The Bonner Leaders held their orientation at the Lynchburg Community Market last Saturday to get the students familiar with the city and the community of Lynchburg.
Jennifer Kennedy, manager of the Community Market, spoke to the students about the importance of buying local and the issue of food insecurity in neighborhoods.
The Bonner Leaders hold their orientation at the Community Market every year, Gibbons said. The Bonner interns created a scavenger hunt for the students to explore downtown this year, Bonner senior intern Brittany O’Connell said.
Following their orientation at the market, the students went to Old City Cemetery where all the students went on a walking meditation to think about how service is changing them, and their community, and the first year students wrote themselves letters to open when they graduate.

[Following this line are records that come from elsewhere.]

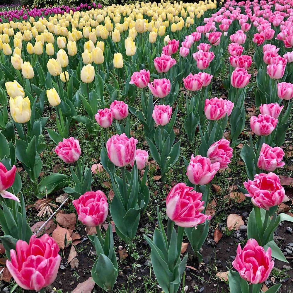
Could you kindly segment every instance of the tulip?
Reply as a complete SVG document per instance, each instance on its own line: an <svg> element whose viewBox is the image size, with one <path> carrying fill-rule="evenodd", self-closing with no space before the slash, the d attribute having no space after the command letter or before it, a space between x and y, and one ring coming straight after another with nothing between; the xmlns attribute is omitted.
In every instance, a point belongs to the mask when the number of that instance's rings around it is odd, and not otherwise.
<svg viewBox="0 0 293 293"><path fill-rule="evenodd" d="M46 45L46 52L48 56L52 56L54 54L55 51L54 46L52 43L48 43Z"/></svg>
<svg viewBox="0 0 293 293"><path fill-rule="evenodd" d="M122 68L123 67L123 58L121 53L114 53L113 65L116 68Z"/></svg>
<svg viewBox="0 0 293 293"><path fill-rule="evenodd" d="M113 112L110 109L100 109L96 115L95 119L97 123L103 128L109 127L113 121Z"/></svg>
<svg viewBox="0 0 293 293"><path fill-rule="evenodd" d="M138 142L133 137L128 138L125 133L113 135L106 143L108 157L117 167L131 164L135 159Z"/></svg>
<svg viewBox="0 0 293 293"><path fill-rule="evenodd" d="M60 75L62 71L60 62L53 58L49 59L47 63L47 68L50 74L53 76Z"/></svg>
<svg viewBox="0 0 293 293"><path fill-rule="evenodd" d="M218 120L225 117L226 114L229 116L234 106L234 103L221 98L207 99L205 102L205 113L207 119Z"/></svg>
<svg viewBox="0 0 293 293"><path fill-rule="evenodd" d="M61 103L60 97L55 88L47 90L46 93L48 100L52 107L58 106Z"/></svg>
<svg viewBox="0 0 293 293"><path fill-rule="evenodd" d="M257 135L266 136L273 132L277 123L278 119L270 115L260 114L251 117L250 128Z"/></svg>
<svg viewBox="0 0 293 293"><path fill-rule="evenodd" d="M279 146L272 147L266 144L262 146L257 166L261 170L268 172L272 172L277 168L282 168L285 163L282 162L285 153Z"/></svg>
<svg viewBox="0 0 293 293"><path fill-rule="evenodd" d="M198 74L193 75L192 73L190 73L183 79L183 82L186 89L195 91L201 88L203 80Z"/></svg>
<svg viewBox="0 0 293 293"><path fill-rule="evenodd" d="M5 87L8 96L11 98L14 99L18 96L24 98L23 88L16 80L6 82Z"/></svg>
<svg viewBox="0 0 293 293"><path fill-rule="evenodd" d="M108 215L108 202L101 190L88 191L72 201L78 219L87 226L95 227L103 224Z"/></svg>
<svg viewBox="0 0 293 293"><path fill-rule="evenodd" d="M167 96L171 89L170 81L166 78L154 79L153 81L149 83L148 86L154 96L161 98Z"/></svg>
<svg viewBox="0 0 293 293"><path fill-rule="evenodd" d="M187 167L186 175L193 184L197 185L207 184L219 170L220 165L219 162L212 163L208 158L199 155L194 157L193 154Z"/></svg>
<svg viewBox="0 0 293 293"><path fill-rule="evenodd" d="M180 227L196 228L210 219L201 212L205 209L202 195L185 183L178 183L171 188L166 199L166 212L170 219Z"/></svg>
<svg viewBox="0 0 293 293"><path fill-rule="evenodd" d="M244 68L236 67L231 75L231 85L236 88L242 88L248 84L251 76Z"/></svg>
<svg viewBox="0 0 293 293"><path fill-rule="evenodd" d="M240 243L238 244L236 257L232 262L240 276L250 284L264 282L268 277L274 264L272 260L270 248L265 251L253 238L248 239L243 250Z"/></svg>
<svg viewBox="0 0 293 293"><path fill-rule="evenodd" d="M229 140L222 138L214 142L209 148L207 156L212 163L219 162L220 169L227 168L233 156L233 149L230 147Z"/></svg>
<svg viewBox="0 0 293 293"><path fill-rule="evenodd" d="M30 79L35 76L33 68L28 61L24 62L22 65L21 72L25 78Z"/></svg>
<svg viewBox="0 0 293 293"><path fill-rule="evenodd" d="M76 162L79 158L81 150L78 139L74 137L64 138L56 146L54 151L62 161L70 164Z"/></svg>
<svg viewBox="0 0 293 293"><path fill-rule="evenodd" d="M138 170L144 169L149 161L149 153L144 150L137 149L135 152L135 161ZM130 164L132 167L134 165L134 161Z"/></svg>
<svg viewBox="0 0 293 293"><path fill-rule="evenodd" d="M15 250L10 250L11 261L6 266L16 282L26 290L39 292L51 285L57 276L61 261L59 248L47 234L30 237L28 244L18 240Z"/></svg>
<svg viewBox="0 0 293 293"><path fill-rule="evenodd" d="M113 113L113 117L116 120L122 120L128 116L128 106L123 101L115 100L111 104L110 109Z"/></svg>
<svg viewBox="0 0 293 293"><path fill-rule="evenodd" d="M285 190L279 176L272 172L256 174L254 180L248 180L243 184L248 192L245 196L251 197L253 205L260 208L267 210L284 200Z"/></svg>
<svg viewBox="0 0 293 293"><path fill-rule="evenodd" d="M90 64L84 65L80 73L80 78L83 82L90 83L95 78L95 68Z"/></svg>
<svg viewBox="0 0 293 293"><path fill-rule="evenodd" d="M176 64L176 60L171 56L162 54L160 57L156 57L154 60L155 68L159 73L168 72Z"/></svg>
<svg viewBox="0 0 293 293"><path fill-rule="evenodd" d="M149 82L149 70L147 71L145 69L143 69L133 73L130 77L129 84L134 84L140 88L143 88L147 86Z"/></svg>
<svg viewBox="0 0 293 293"><path fill-rule="evenodd" d="M16 167L14 165L9 171L7 171L5 166L0 162L0 195L4 198L19 202L19 200L17 197L5 190L13 185L16 171Z"/></svg>
<svg viewBox="0 0 293 293"><path fill-rule="evenodd" d="M280 106L277 103L274 104L264 104L260 105L259 106L259 111L263 115L268 114L270 115L274 118L279 117L280 114L284 108L284 106Z"/></svg>
<svg viewBox="0 0 293 293"><path fill-rule="evenodd" d="M63 71L60 74L60 79L63 82L68 82L69 80L69 74L67 71Z"/></svg>
<svg viewBox="0 0 293 293"><path fill-rule="evenodd" d="M293 84L290 82L279 82L278 96L284 100L291 100L293 98Z"/></svg>
<svg viewBox="0 0 293 293"><path fill-rule="evenodd" d="M172 108L169 105L155 105L152 117L157 125L164 126L169 123L172 115Z"/></svg>
<svg viewBox="0 0 293 293"><path fill-rule="evenodd" d="M21 96L11 98L9 100L10 114L13 120L18 123L24 123L30 119L30 102L28 97Z"/></svg>

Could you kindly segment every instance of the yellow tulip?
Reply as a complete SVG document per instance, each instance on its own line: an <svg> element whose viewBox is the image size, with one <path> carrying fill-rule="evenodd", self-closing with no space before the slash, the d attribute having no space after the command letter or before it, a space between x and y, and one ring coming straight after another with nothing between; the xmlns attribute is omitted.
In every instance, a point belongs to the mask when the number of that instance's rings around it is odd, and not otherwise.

The Bonner Leader Program is a “leadership and development program where students gain skills by serving their community,” Bonner senior intern Kayla Fuqua said.
The program is a service scholarship program where students complete service hours with non-profit organizations in Lynchburg, Gibbons said. Local organizations that students will work with this year include Lynchburg Grows, Habitat for Humanity, Lynchburg Humane Society, Brook Hill Farm and Daily Bread. Bonner Leaders work with organizations that match their interests and skill sets.
Students spend an average of eight to ten hours a week working with an organization, with six to eight of those hours being paid. Altogether the students work 300 hours, minimum, each school year and about 250 of those hours are paid, Gibbons said.
“The founders of the Bonner Foundation, Corella and Bertram Bonner wanted everyone to be able to afford an education and be able to serve their community which is why they established this program,” Gibbons said. “The motto is: Access to Education and Opportunity to Serve.”
The group also goes on field trips to work with other non-profit organizations, Gibbons said.
This past Monday, the group spent the day in Harrisonburg at Vine and Fig, a sustainable living project that helps refugees, creates initiatives and provides options for alternate living. The Bonner Leader Program accepts ten to 15 students each year.
Students join for two years, either their sophomore and junior years or their junior and senior years, Bonner Graduate Assistant Sammie Chapman said. Rising seniors who have completed two years in the program become interns, who run and plan the program.
Students interested in joining can apply second semester. There will be information sessions and a service day for students who are interested.
Those running the program are looking to potentially expand it to a four-year program. If this occurs, incoming first-years could join the program to help it expand and carry its service to the community even further.